Java serialization: readObject() vs. readResolve()

readObject() is an existing method in ObjectInputStream class. At the time of deserialization readObject() method internally checks whether the object that is being deserialized has readResolve() method implemented. If readResolve() method exists then it will be invoked

A sample readResolve() implementation would look like this

protected Object readResolve() {
  return INSTANCE:
}

So, the intent of writing readResolve() method is to ensure that the same object that lives in JVM is returned instead of creating new object during deserialization.


readResolve can be used to change the data that is serialized through readObject method. For e.g. xstream API uses this feature to initialize some attributes that were not in the XML to be deserialized.

http://x-stream.github.io/faq.html#Serialization


readResolve is used for replacing the object read from the stream. The only use I've ever seen for this is enforcing singletons; when an object is read, replace it with the singleton instance.

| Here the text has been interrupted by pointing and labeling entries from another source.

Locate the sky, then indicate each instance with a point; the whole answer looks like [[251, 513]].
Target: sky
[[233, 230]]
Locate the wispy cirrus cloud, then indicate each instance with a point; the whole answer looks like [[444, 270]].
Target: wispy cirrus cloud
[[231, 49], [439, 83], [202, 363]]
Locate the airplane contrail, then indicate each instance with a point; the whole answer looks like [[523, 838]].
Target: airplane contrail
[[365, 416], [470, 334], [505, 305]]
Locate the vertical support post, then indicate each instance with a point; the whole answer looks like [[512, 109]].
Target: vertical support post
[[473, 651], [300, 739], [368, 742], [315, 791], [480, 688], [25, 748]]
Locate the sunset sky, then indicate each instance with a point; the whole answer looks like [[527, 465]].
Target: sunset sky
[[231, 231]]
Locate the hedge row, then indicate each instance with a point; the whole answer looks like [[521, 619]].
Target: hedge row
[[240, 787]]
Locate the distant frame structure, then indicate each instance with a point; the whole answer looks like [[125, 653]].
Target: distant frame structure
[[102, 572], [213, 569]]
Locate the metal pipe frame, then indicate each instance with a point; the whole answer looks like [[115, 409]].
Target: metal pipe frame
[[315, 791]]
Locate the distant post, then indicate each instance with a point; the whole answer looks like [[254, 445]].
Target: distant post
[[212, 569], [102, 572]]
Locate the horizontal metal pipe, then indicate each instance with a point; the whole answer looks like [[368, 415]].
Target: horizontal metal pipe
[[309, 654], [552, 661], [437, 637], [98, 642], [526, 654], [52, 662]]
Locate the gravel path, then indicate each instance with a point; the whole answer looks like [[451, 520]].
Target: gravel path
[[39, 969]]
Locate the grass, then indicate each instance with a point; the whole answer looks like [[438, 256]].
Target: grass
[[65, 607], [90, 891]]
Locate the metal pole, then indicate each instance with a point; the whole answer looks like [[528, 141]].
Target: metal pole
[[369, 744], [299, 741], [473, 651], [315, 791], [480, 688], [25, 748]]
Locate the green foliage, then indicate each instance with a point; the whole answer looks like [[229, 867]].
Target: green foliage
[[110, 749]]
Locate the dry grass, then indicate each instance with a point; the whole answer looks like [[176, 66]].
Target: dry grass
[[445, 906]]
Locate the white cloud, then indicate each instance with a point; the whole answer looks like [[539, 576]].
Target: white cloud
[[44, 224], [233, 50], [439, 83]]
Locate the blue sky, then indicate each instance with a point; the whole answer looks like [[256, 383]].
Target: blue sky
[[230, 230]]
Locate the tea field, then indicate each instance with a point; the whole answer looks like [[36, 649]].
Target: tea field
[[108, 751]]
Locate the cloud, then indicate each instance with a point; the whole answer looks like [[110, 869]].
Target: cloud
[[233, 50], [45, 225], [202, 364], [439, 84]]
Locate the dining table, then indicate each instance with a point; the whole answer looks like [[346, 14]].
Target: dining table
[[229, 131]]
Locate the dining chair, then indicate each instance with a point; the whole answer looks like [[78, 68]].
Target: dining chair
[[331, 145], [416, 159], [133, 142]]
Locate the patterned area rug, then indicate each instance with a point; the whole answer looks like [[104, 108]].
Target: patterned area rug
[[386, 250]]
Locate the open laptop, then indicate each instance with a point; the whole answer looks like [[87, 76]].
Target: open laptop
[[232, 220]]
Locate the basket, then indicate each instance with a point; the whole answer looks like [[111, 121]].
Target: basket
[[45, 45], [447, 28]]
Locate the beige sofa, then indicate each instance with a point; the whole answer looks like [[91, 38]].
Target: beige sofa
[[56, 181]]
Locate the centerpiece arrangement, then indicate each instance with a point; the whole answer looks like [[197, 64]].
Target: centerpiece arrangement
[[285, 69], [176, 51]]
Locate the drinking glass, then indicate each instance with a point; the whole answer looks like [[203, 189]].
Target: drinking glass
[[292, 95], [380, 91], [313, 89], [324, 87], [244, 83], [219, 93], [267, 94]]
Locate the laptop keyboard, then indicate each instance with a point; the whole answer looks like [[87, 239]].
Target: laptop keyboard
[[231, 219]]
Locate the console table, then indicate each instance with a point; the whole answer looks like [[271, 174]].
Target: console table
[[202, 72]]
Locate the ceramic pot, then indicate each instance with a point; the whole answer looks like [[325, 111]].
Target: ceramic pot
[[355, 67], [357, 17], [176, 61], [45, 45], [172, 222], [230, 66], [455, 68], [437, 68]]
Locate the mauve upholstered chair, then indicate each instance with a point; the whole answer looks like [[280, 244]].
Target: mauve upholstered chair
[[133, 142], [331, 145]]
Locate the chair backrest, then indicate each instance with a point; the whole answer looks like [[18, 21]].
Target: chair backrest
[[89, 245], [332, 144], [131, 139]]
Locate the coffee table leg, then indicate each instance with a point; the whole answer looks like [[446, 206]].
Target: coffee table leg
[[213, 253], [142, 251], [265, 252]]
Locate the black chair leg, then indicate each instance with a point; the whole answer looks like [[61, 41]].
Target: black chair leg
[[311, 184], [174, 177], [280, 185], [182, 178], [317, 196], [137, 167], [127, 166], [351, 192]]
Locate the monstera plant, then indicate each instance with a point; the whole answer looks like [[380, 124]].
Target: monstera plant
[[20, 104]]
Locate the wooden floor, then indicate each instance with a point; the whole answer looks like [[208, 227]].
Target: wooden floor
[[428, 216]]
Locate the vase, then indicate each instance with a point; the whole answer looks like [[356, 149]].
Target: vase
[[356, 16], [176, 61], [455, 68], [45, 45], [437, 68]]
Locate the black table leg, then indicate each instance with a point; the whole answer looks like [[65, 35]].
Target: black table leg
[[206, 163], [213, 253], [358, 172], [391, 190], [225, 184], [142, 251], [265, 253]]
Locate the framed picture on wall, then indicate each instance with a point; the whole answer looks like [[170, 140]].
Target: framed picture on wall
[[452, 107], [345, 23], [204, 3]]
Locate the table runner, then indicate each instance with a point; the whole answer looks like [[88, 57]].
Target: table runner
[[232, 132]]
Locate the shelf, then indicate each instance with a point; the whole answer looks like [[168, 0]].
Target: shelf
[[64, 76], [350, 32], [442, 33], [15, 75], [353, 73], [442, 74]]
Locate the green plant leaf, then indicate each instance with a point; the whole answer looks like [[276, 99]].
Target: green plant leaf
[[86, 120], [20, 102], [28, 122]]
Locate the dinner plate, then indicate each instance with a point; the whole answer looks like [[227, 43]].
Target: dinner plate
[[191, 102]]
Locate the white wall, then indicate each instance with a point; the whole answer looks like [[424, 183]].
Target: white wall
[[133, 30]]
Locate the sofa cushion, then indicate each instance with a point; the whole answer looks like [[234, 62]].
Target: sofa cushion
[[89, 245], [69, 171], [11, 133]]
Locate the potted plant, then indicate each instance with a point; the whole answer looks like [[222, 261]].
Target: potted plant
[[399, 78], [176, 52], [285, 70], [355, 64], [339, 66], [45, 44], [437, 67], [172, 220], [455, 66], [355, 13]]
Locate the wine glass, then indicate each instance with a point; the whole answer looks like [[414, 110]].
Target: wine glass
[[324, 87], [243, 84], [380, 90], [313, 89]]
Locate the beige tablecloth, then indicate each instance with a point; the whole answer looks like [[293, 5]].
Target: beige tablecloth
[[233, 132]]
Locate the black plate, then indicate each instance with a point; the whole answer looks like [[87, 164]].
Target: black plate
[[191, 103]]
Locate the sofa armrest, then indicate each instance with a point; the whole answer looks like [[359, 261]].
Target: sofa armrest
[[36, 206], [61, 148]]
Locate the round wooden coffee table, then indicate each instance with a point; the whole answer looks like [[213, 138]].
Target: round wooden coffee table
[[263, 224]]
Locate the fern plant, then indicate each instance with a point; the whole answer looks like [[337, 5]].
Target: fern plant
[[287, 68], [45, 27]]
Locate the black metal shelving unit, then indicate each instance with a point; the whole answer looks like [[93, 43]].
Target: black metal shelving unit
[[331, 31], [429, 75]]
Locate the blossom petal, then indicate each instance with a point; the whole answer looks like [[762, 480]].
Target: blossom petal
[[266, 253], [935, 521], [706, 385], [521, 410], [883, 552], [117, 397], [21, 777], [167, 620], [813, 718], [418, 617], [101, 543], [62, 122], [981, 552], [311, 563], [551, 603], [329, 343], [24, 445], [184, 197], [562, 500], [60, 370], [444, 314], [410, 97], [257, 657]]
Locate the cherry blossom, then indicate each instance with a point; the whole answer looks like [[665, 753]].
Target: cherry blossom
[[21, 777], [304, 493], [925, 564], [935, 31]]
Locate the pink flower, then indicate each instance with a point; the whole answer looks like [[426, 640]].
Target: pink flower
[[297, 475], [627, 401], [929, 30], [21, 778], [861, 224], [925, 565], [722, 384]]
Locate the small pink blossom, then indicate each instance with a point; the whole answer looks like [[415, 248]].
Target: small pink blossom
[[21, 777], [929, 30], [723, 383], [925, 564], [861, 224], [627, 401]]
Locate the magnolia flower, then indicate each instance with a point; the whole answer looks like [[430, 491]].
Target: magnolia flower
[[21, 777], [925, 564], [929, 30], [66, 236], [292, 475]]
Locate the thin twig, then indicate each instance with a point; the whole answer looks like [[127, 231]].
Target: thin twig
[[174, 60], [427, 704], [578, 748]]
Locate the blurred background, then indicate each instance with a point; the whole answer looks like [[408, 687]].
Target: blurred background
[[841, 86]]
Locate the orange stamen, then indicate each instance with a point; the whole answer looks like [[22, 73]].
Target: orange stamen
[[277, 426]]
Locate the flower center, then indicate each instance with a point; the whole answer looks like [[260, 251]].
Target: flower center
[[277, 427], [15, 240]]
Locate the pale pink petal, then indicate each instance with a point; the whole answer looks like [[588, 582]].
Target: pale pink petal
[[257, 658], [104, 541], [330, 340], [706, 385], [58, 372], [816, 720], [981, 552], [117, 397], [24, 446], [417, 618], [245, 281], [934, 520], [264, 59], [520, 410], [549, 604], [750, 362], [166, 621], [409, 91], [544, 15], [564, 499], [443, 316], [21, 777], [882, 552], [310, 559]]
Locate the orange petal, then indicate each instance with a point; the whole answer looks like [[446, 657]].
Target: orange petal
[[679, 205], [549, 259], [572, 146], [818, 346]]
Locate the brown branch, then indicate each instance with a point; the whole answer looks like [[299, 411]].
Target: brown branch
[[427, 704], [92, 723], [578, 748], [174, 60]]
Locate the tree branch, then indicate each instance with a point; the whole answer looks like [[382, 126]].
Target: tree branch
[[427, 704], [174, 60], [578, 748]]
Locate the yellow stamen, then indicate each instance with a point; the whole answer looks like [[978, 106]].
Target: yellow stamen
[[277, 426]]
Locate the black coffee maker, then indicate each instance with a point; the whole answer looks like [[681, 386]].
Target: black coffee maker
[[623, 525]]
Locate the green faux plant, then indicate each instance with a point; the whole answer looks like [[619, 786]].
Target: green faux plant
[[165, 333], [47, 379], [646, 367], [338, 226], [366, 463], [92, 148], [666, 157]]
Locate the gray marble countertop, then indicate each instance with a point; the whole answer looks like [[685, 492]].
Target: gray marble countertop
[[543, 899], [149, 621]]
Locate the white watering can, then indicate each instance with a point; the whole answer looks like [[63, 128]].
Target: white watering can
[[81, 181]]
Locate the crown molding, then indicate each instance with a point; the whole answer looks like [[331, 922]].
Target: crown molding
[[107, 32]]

This ensures that nobody can create another instance by serializing and deserializing the singleton.


Item 90, Effective Java, 3rd Ed covers readResolve and writeReplace for serial proxies - their main use. The examples do not write out readObject and writeObject methods because they are using default serialisation to read and write fields.

readResolve is called after readObject has returned (conversely writeReplace is called before writeObject and probably on a different object). The object the method returns replaces this object returned to the user of ObjectInputStream.readObject and any further back references to the object in the stream. Both readResolve and writeReplace may return objects of the same or different types. Returning the same type is useful in some cases where fields must be final and either backward compatibility is required or values must copied and/or validated.

Use of readResolve does not enforce the singleton property.